CHARLESTON, W.Va. -- The NBA's all-time leading shot blocker, former Rockets center Hakeem Olajuwon, once said "blocking shots is an art, which is all about anticipation and timing."
Riverside sophomore center Brittany Wood is painting a pretty picture in the low post.
Wood has gained so much respect around the state as a shot blocker that saying opposing players adjust their shots would be a gross understatement.
A case in point would be that, by the second quarter of this week's game against Ripley, the Vikings were not just wary of taking shots in the paint. They quit even looking for them.
Still, the 6-foot Wood ended up with 10 blocks on the way to a triple-double that included 16 points and 13 rebounds.
"She's the best (post player) I have seen in the state," Coach Scott Garretson said. "Her game speaks for itself."

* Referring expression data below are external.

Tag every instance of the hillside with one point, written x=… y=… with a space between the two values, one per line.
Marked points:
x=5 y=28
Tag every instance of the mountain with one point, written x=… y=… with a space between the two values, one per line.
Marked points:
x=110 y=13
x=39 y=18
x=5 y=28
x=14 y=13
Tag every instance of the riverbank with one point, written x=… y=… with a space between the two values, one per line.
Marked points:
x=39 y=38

Wood is averaging 16.6 points, 12.2 rebounds and 7.0 blocked shots per game for the Warriors, all with opposing defenses concentrating on her and with an inexperienced backcourt trying to get her the ball.
It is not difficult to trace the roots of her success. While Olajuwon was nicknamed "The Dream," Wood is simply a dream to work with.

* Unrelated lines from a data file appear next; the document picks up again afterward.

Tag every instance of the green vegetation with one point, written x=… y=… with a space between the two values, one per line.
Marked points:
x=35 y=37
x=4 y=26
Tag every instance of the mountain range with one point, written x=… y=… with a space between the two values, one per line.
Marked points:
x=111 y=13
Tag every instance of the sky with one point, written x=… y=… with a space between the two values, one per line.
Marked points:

"She's very coachable and a great team player," Garretson said. "She dedicates herself year round to basketball and improves every day."
When Wood is not on the basketball court, she usually can be found studying.
She carries a 4.625 grade point average while taking Advanced Placement classes.
"I am the nerd in my family," Wood said. "School is something I love, just like basketball, and I take my grades very seriously."
A self-described "chunky little kid," she was pushed to get involved in sports when she was 8 years old to lose weight and get fit.
Considering her family background, basketball was the natural choice.
"Basketball runs in my family," Wood said. "My mother (Nichelle Payne) was an All-Stater at East Bank and my dad played for Valley."
Her grandparents also played, but in other states.